Yes funny you mentioned A mode for BIF - I got this stack of "tip" cards from a UK mag that suggests only A mode for all wildlife and BIF shooting! I would think for any action photography S or M mode is the choice and that's what I use now, sometimes with Auto ISO. Of course for still life or posed shots A mode would work fine too. I tend to use M mode now most frequently - pre-meter to get in the ball park and adjust the RAW with LR....speaking of which...
I regret not using RAW mode since the beginning since some of my early JPGs were great shots but in RAW I would have had more latitude.
I would call any of the steps I took mistakes, I call them learning opportunities, I learned about using raw, BBF, when to use Aperture mode vs Shutter priority vs manual vs auto.
I not only used but continue to use Aperture Priority for birds in flight.
My biggest mistake was answering "Yes" to that question, "Do these slacks make my butt look big?"
camerapapi wrote:
I not only used but continue to use Aperture Priority for birds in flight.
Yeah, for me shooting in aperture priority goes back to when lenses had aperture rings. Even if I wanted a particular shutter speed it was always easier to get there by using the aperture ring than fiddling with the shutter speed dial. In digital cameras I don’t see much functional difference in using A or S mode. Either way I turn a wheel and the shutter speed and aperture both change and they’re displayed right next to each other. I can turn the wheel until I get to an aperture I want or until I get a shutter speed I want, depending on the scene. The only reason to choose one over the other is if you’re planning on taking a series of photos at a particular aperture or shutter speed.
Feiertag wrote:
My biggest mistake was using the aperture mode while shooting birds in flight. Why did I use it? Because I was told that this was the best setting. Wrong!
What practice did you use that you now regret?
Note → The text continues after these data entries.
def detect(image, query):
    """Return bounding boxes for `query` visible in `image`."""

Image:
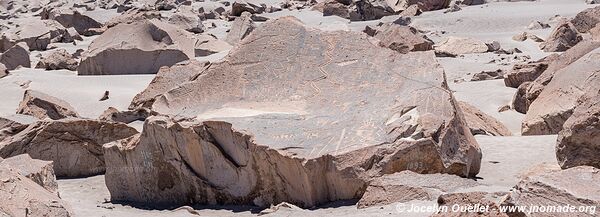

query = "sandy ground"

[0,0,593,216]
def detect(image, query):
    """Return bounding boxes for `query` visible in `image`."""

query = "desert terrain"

[0,0,600,217]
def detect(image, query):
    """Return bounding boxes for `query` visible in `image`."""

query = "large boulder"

[0,42,31,70]
[0,19,73,52]
[540,20,583,52]
[105,17,481,207]
[129,60,208,110]
[17,90,79,120]
[225,11,256,45]
[0,154,58,194]
[194,35,232,57]
[169,6,204,33]
[42,8,103,35]
[356,171,480,208]
[521,49,600,135]
[77,20,195,75]
[459,101,512,136]
[35,49,79,71]
[571,6,600,33]
[0,119,137,177]
[505,166,600,216]
[435,37,488,56]
[525,40,600,113]
[0,165,73,217]
[0,115,38,141]
[504,55,558,88]
[556,92,600,169]
[374,23,433,53]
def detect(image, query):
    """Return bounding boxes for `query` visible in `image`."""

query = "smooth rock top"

[152,17,478,171]
[77,20,195,75]
[17,90,79,120]
[521,49,600,135]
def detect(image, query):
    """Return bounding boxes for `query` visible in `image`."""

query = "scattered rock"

[230,1,265,17]
[556,92,600,169]
[356,171,480,209]
[0,165,73,217]
[0,154,58,194]
[35,49,79,71]
[399,5,423,17]
[42,8,102,36]
[522,49,600,135]
[195,35,232,56]
[571,6,600,33]
[498,105,510,113]
[258,202,302,216]
[225,11,256,45]
[129,60,208,110]
[104,17,478,207]
[0,19,73,52]
[17,90,79,120]
[471,69,504,81]
[512,82,531,114]
[458,101,512,136]
[0,119,137,178]
[373,23,433,53]
[527,20,550,30]
[505,166,600,216]
[540,21,583,52]
[434,37,488,56]
[504,59,548,88]
[98,107,154,124]
[526,40,600,113]
[0,42,31,70]
[169,7,204,33]
[77,20,195,75]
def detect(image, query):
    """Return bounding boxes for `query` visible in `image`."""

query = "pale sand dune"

[0,0,595,216]
[0,68,154,118]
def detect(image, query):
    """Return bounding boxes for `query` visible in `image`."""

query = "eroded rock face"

[435,37,488,56]
[35,49,79,71]
[504,58,552,88]
[0,119,137,177]
[17,90,79,120]
[556,92,600,169]
[0,19,73,52]
[0,154,58,194]
[540,21,583,52]
[506,166,600,216]
[459,101,512,136]
[521,49,600,135]
[105,17,481,207]
[525,40,600,115]
[98,107,153,124]
[77,20,195,75]
[169,6,204,33]
[129,60,208,110]
[0,165,73,217]
[374,23,433,53]
[357,171,479,208]
[571,7,600,33]
[225,11,256,45]
[0,42,31,70]
[42,8,102,35]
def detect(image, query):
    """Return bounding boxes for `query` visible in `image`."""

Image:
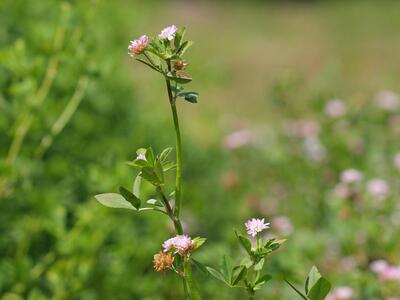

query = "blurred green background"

[0,0,400,300]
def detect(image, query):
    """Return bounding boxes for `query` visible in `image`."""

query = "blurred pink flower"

[136,153,146,160]
[370,259,400,281]
[158,25,178,41]
[325,99,346,118]
[271,216,293,236]
[369,259,389,274]
[375,91,400,110]
[334,183,351,199]
[367,178,390,200]
[163,235,193,254]
[340,169,362,183]
[224,129,254,149]
[393,152,400,170]
[339,256,356,272]
[128,35,149,56]
[379,266,400,281]
[303,136,326,161]
[325,286,354,300]
[244,218,269,237]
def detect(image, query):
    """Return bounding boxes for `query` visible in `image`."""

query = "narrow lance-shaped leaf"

[119,186,140,209]
[177,92,199,103]
[94,193,136,210]
[305,266,322,294]
[206,267,230,285]
[285,279,309,300]
[307,277,331,300]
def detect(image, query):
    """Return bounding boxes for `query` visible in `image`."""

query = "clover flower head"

[128,35,149,56]
[158,25,178,41]
[163,235,194,254]
[244,218,270,237]
[136,153,146,160]
[153,251,174,272]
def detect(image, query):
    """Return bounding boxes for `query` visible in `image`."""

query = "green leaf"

[132,173,142,199]
[285,279,309,300]
[136,58,162,73]
[222,255,232,283]
[141,167,161,186]
[145,147,154,166]
[235,231,253,256]
[119,186,140,209]
[307,277,331,300]
[94,193,136,210]
[240,256,253,269]
[254,258,265,271]
[192,237,207,249]
[154,159,164,183]
[159,147,173,162]
[163,161,176,172]
[231,266,247,285]
[256,274,272,285]
[206,267,230,286]
[190,258,208,274]
[166,72,192,84]
[146,199,164,207]
[304,266,322,294]
[177,92,199,103]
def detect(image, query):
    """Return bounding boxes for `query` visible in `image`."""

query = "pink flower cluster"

[163,235,193,254]
[128,35,149,56]
[244,218,269,237]
[370,259,400,282]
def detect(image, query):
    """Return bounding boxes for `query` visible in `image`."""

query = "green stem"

[165,61,182,219]
[183,259,201,300]
[157,187,183,234]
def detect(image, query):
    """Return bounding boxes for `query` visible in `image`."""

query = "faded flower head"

[158,25,178,41]
[340,169,362,183]
[367,178,390,200]
[325,99,346,118]
[153,251,174,272]
[128,35,149,56]
[244,218,270,237]
[163,235,194,254]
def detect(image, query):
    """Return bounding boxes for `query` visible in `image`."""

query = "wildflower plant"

[95,25,332,300]
[95,25,202,299]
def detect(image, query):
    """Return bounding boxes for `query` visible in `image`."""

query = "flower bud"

[153,251,174,272]
[174,60,188,70]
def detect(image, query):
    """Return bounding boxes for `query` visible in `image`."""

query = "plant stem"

[183,259,201,300]
[157,187,183,234]
[165,60,182,223]
[247,288,256,300]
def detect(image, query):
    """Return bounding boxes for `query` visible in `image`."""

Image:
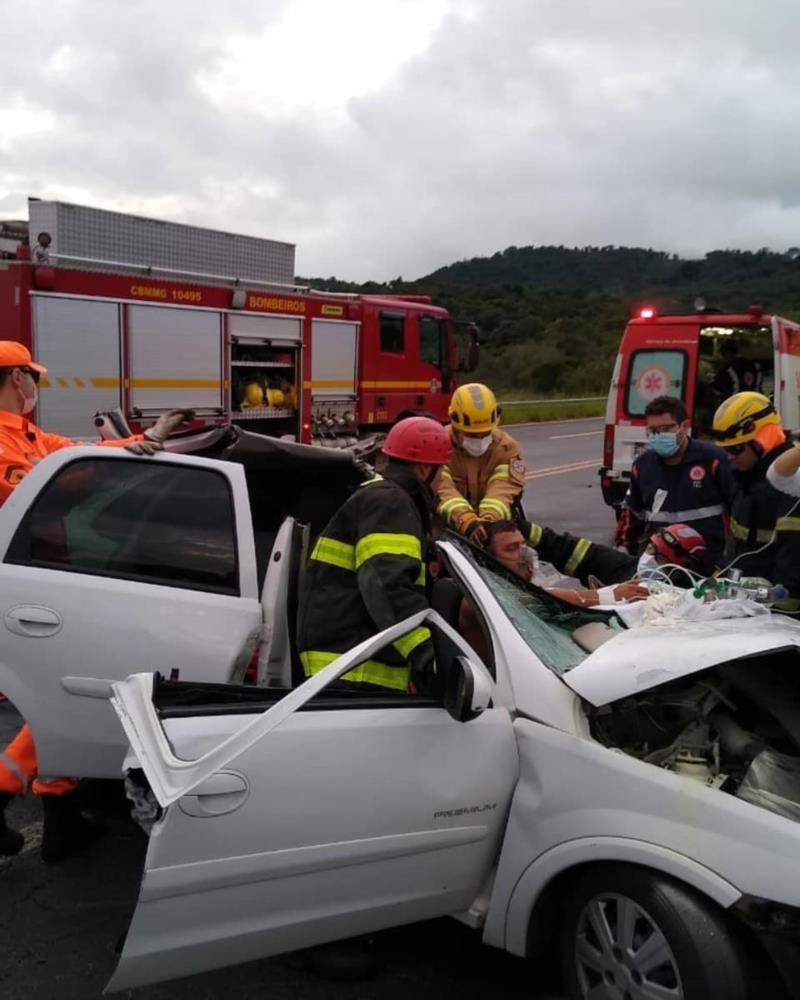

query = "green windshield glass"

[447,533,624,675]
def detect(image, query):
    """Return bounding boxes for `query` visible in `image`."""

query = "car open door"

[0,447,261,777]
[108,611,518,991]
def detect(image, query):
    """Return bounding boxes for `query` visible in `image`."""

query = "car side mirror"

[444,656,492,722]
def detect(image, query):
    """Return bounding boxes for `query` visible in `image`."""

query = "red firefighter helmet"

[650,524,708,571]
[382,417,453,465]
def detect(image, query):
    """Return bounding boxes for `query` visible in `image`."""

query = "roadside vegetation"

[297,246,800,398]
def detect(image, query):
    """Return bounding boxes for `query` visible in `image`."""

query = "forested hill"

[298,247,800,396]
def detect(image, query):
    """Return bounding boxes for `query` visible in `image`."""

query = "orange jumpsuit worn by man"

[436,382,525,545]
[0,340,190,861]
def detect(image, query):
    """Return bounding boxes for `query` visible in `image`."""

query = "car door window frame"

[3,449,243,597]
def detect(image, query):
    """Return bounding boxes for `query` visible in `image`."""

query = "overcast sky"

[0,0,800,280]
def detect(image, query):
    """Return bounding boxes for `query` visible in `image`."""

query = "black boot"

[41,792,106,861]
[0,792,25,857]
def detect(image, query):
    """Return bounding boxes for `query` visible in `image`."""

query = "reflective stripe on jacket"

[436,428,525,528]
[528,524,638,587]
[297,473,431,691]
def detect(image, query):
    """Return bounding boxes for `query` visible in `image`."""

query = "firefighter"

[297,417,452,693]
[617,396,736,562]
[437,382,525,545]
[0,340,192,861]
[713,392,800,613]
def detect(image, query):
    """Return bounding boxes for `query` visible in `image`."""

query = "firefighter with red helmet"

[437,382,525,545]
[297,417,452,692]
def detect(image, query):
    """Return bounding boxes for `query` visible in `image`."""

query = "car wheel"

[559,865,748,1000]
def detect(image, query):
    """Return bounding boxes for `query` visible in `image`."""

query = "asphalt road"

[0,419,613,1000]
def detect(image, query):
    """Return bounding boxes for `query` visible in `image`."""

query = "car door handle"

[178,771,250,819]
[5,604,64,638]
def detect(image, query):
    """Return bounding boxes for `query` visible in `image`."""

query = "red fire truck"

[600,301,800,507]
[0,203,477,451]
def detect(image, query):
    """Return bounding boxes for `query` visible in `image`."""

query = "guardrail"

[497,396,608,406]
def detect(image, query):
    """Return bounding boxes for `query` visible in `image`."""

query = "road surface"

[0,419,613,1000]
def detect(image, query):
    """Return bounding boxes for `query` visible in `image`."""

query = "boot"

[40,792,106,861]
[0,792,25,857]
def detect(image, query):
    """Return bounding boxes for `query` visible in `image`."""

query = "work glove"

[458,511,489,549]
[408,639,437,697]
[125,439,164,455]
[144,410,194,441]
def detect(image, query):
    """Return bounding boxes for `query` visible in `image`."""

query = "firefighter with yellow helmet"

[437,382,525,545]
[712,392,800,612]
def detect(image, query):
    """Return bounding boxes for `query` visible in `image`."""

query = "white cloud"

[0,0,800,278]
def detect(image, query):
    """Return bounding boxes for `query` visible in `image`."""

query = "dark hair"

[644,396,689,424]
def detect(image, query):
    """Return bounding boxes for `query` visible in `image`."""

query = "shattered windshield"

[447,534,624,676]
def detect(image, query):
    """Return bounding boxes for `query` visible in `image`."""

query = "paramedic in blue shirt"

[617,396,736,565]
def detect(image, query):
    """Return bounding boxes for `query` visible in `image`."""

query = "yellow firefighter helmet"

[712,392,781,448]
[242,382,264,410]
[450,382,500,434]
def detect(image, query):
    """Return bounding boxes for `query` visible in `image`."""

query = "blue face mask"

[647,431,680,458]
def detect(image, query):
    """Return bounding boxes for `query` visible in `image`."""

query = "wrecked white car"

[0,449,800,1000]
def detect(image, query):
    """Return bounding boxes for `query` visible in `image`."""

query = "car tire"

[559,865,749,1000]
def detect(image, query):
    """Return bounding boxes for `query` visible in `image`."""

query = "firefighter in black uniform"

[713,392,800,613]
[297,417,452,693]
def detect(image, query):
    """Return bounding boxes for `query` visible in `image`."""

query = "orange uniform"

[0,410,142,795]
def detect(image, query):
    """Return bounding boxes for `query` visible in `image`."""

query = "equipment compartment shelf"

[231,406,297,420]
[231,361,294,368]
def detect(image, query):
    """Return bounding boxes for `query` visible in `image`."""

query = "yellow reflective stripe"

[300,650,411,693]
[311,535,356,571]
[437,497,472,522]
[488,462,509,483]
[564,538,592,576]
[355,532,422,569]
[478,497,511,521]
[731,518,776,542]
[392,626,431,658]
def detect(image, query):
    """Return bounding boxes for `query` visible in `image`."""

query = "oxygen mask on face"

[461,434,492,458]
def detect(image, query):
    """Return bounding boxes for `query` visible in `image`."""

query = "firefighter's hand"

[458,511,489,548]
[614,577,650,604]
[408,639,437,697]
[144,410,194,441]
[125,438,164,455]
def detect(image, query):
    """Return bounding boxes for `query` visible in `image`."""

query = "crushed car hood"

[563,614,800,707]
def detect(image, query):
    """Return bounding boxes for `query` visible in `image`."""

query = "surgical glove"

[144,410,194,441]
[125,440,164,455]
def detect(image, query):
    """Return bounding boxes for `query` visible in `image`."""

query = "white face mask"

[461,434,492,458]
[22,385,39,414]
[636,552,660,580]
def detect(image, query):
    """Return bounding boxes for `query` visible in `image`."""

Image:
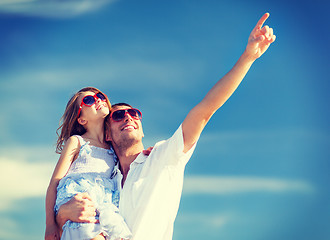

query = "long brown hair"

[56,87,111,154]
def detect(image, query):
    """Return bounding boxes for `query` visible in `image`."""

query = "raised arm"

[182,13,276,152]
[45,137,79,240]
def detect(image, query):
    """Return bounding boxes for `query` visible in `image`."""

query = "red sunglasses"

[110,108,142,122]
[78,92,107,117]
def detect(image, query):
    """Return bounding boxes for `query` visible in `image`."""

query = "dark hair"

[112,103,133,108]
[56,87,111,153]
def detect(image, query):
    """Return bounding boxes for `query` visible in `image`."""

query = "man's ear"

[77,118,87,126]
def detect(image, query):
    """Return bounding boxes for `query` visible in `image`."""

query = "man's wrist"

[55,208,69,228]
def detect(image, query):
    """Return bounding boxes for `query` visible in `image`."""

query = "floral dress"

[54,135,132,240]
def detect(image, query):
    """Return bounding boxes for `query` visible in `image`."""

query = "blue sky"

[0,0,330,240]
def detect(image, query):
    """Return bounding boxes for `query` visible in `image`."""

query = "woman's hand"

[45,224,60,240]
[245,13,276,60]
[56,193,98,227]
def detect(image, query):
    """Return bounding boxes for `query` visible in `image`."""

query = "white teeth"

[123,126,134,130]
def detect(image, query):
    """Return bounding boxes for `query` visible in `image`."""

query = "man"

[57,13,275,240]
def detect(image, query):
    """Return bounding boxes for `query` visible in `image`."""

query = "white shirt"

[116,126,196,240]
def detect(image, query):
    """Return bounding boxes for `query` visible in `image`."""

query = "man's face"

[110,106,144,147]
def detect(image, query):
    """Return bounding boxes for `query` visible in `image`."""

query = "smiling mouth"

[121,125,135,131]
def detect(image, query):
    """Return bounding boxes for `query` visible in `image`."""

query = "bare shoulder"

[62,136,80,158]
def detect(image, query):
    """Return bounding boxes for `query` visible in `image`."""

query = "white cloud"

[0,0,115,18]
[183,176,314,195]
[0,147,56,210]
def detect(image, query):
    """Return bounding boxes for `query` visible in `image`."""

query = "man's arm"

[56,193,97,229]
[182,13,276,152]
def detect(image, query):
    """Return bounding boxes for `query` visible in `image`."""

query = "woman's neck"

[82,124,105,147]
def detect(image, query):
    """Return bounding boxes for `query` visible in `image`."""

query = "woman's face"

[78,91,110,120]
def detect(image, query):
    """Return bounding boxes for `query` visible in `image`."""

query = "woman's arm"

[182,13,276,152]
[45,137,80,240]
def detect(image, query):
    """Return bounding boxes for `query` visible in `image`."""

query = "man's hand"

[45,224,60,240]
[245,13,276,60]
[56,193,98,228]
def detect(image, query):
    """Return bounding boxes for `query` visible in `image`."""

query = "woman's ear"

[105,132,112,142]
[77,118,87,126]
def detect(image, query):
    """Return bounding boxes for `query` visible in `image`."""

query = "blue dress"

[54,135,132,240]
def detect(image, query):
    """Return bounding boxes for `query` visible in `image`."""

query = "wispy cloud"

[0,147,57,210]
[0,0,116,18]
[183,176,314,195]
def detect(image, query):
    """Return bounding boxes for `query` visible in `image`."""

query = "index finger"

[255,13,269,30]
[76,192,93,201]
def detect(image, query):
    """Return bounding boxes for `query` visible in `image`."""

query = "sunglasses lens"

[96,93,106,101]
[127,109,141,119]
[112,110,125,122]
[83,96,95,106]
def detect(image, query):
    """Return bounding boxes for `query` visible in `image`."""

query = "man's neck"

[113,142,144,179]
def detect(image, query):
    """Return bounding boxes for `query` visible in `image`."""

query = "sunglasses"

[110,108,142,122]
[78,92,107,117]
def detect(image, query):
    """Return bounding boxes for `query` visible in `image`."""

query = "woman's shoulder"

[65,135,80,149]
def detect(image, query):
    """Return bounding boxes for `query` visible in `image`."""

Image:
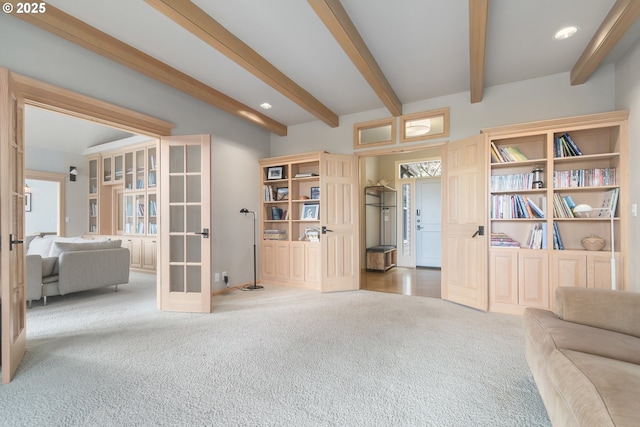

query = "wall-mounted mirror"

[400,108,449,142]
[25,170,66,236]
[353,117,396,149]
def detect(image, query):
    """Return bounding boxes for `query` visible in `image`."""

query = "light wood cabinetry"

[88,143,158,271]
[87,156,100,234]
[483,111,628,313]
[260,153,322,289]
[259,152,360,292]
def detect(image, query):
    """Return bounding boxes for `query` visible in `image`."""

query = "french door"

[158,135,211,313]
[0,68,27,384]
[442,135,489,311]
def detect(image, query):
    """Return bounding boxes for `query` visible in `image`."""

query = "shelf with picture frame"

[483,111,628,314]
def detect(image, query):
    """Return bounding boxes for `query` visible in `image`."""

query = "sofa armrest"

[556,287,640,338]
[58,248,130,295]
[25,254,42,301]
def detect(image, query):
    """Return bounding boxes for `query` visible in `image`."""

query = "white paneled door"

[158,135,211,313]
[320,154,360,292]
[442,135,489,311]
[0,68,27,384]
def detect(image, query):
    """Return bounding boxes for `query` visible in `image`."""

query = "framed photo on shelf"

[276,187,289,200]
[301,203,320,220]
[267,166,284,179]
[311,187,320,200]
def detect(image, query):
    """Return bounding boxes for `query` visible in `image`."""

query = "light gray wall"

[24,179,60,236]
[271,65,615,156]
[0,14,270,289]
[25,145,89,236]
[616,36,640,292]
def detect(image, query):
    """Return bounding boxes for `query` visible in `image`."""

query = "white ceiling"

[26,0,640,152]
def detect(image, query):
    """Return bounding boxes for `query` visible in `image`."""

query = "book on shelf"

[598,188,620,218]
[527,222,547,249]
[553,168,616,188]
[262,230,287,240]
[527,197,544,218]
[491,233,520,248]
[553,221,564,251]
[271,206,283,221]
[553,132,582,157]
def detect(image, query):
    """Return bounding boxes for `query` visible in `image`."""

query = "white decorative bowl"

[580,236,605,251]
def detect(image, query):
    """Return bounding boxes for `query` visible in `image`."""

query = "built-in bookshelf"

[87,142,159,271]
[483,111,628,312]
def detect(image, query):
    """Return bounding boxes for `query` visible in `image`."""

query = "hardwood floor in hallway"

[360,267,441,298]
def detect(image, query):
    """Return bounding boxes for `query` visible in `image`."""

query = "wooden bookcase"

[483,111,628,313]
[258,153,323,290]
[87,143,158,271]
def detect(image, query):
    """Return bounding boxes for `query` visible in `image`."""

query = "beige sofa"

[25,236,130,305]
[524,288,640,427]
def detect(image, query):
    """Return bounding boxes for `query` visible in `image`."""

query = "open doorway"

[360,145,442,298]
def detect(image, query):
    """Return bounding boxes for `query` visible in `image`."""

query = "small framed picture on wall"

[267,166,284,179]
[311,187,320,200]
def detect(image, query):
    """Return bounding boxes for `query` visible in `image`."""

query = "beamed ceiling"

[7,0,640,150]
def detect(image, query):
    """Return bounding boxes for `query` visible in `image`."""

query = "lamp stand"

[240,208,264,291]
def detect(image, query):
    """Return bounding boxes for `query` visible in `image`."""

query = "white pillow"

[27,236,57,258]
[51,240,122,257]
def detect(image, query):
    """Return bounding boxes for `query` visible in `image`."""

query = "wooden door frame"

[0,70,175,384]
[353,140,449,283]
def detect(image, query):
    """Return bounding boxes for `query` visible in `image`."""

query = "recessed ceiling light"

[553,26,578,40]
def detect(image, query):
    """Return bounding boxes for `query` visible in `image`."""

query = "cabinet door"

[304,243,322,284]
[276,242,291,280]
[122,239,142,268]
[142,239,158,271]
[518,251,549,308]
[586,252,624,290]
[260,242,276,281]
[489,250,518,304]
[291,242,307,282]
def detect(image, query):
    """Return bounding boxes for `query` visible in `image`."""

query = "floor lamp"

[573,204,617,290]
[240,208,264,291]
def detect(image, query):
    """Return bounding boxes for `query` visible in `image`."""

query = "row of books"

[491,222,564,250]
[553,168,616,188]
[263,230,287,240]
[149,200,158,216]
[491,194,544,219]
[491,141,529,163]
[553,132,582,157]
[553,193,576,218]
[271,206,289,221]
[491,172,534,191]
[491,233,520,248]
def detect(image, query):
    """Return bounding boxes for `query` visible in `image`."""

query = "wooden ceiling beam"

[469,0,489,103]
[570,0,640,86]
[12,4,287,136]
[145,0,339,127]
[307,0,402,117]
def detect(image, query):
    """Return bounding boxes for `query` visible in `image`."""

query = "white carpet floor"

[0,273,550,426]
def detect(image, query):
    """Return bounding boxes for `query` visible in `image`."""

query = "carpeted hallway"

[0,273,550,426]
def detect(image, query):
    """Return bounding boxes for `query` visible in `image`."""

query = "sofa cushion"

[556,287,640,338]
[42,257,58,277]
[548,350,640,427]
[51,240,122,257]
[525,308,640,365]
[27,236,57,258]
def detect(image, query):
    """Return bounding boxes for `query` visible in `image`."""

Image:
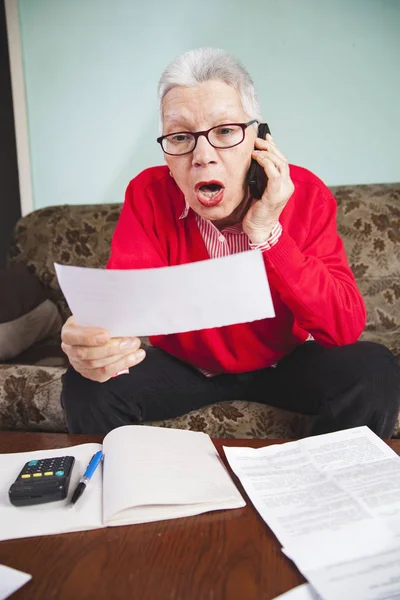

Listening to everyone else tell me how to photograph the things I wanted to photograph. I found my own way simply by experimenting. But that also was back in the days when it was several miles to the library, there was no Internet, and Grandma & Granddad, and well as all my friends, didn't have a camera or a clue.
Hoarding images. How many not great photos do I have of waves crashing on rocks? Or mountains? Or fall colors? I'm trying to downsize, but it's hard to choose which of my children to toss.
About 50 years ago, my very first spool of film with my Nikon F2, I didn't take the leader into the slot far enough and it never engaged, and the film never advanced out of the can. After about 50 shots (I was really impressed about how many pictures I had taken from a 36 exposure can), I decided to rewind the film and promply wound the leader into the can... no pictures. One of the few times I felt 'really stupid'. Don't tell anyone... I still have the old F2 and a pile of lenses.
Dik
BlueMorel wrote:
Hoarding images. How many not great photos do I have of waves crashing on rocks? Or mountains? Or fall colors? I'm trying to downsize, but it's hard to choose which of my children to toss.
Haha, yup, they're all different, aren't they?
Feiertag wrote:
My biggest mistake was using the aperture mode while shooting birds in flight. Why did I use it? Because I was told that this was the best setting. Wrong!
What practice did you use that you now regret?
What I regret right at this moment is all the HDR I did several years ago. Now I'm spending a lot of time going back and deleting them because they look awful and deleting all but one of the multiple images. I should have spent more time learning to get the most from the RAW images I was taking.
Not calibrating my lenses and getting blurry images.